MUSICIANS ARE REVOLTING against record labels.
“The record companies are like cartels, like countries, for God’s sake,” singer/songwriter Tom Waits says. “It’s a nightmare to be trapped in one.”
Like countries? North Korea is a country. . . .
MUSICIANS ARE REVOLTING against record labels.
“The record companies are like cartels, like countries, for God’s sake,” singer/songwriter Tom Waits says. “It’s a nightmare to be trapped in one.”
Like countries? North Korea is a country. . . .
SHILOH BUCHER IS BACK BLOGGING, and she’s dissing the French. But of course.
WHAT THE HELL is wrong with Blogspot now? Some sites work fine. Some won’t open at all — they seem to hang waiting for the ad to load. And every once in a while it takes me to a different site than the one I entered.
INCONSTANT MOON: Jay Manifold thinks he’s got the Iraq attack plans all scoped out.
KOFI ANNAN DELIVERS peace in our time.

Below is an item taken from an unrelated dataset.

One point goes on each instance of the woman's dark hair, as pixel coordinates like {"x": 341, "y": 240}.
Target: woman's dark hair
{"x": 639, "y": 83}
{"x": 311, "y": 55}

And there’s a reason why you should be worried.
UPDATE: Steven DenBeste has an analysis.
GARY MILHOLLIN says that inspections won’t work as long as Saddam Hussein is in power. (Here’s a direct link to the op-ed.)
NOW GREG BEATO has taken up the cudgel in Bob Greene’s defense, while simultaneously offering some legal/journalistic advice to Rod Dreher. And Eugene Volokh thinks the Trib is overhasty, too, while Orrin Judd thinks it’s hypocritical. With all these defenders, I’m starting to wonder if Greene wasn’t a bit hasty resigning. I’ll bet he’s wondering too.
Hmm. Old thinking: resign fast to nip a scandal in the bud. Possible new thinking: let the word get out and see if people start defending you.
UPDATE: Count Dale Amon among those who think that Greene got, er, screwed.
ANOTHER UPDATE: Max Power weighs in, too.
I SUSPECT THAT AL JAZEERA REPORTER YOSRI FOUDA is being made an example of. Fouda refused to cooperate with U.S. intelligence, so (according to a Bloomberg report that someone emailed me, and that doesn’t seem to be on the Web) they tapped his phone and captured Ramzi Binalshibh anyway. Now Fouda is in bad odor with, well, a lot of people.
I imagine that, had he cooperated, his name would have been left out of the reports. I also think that this is bad for Al Jazeera in general. Notice how many people who have given interviews to Al Jazeera have either (1) disappeared without a trace; (2) been killed; or (3) been captured?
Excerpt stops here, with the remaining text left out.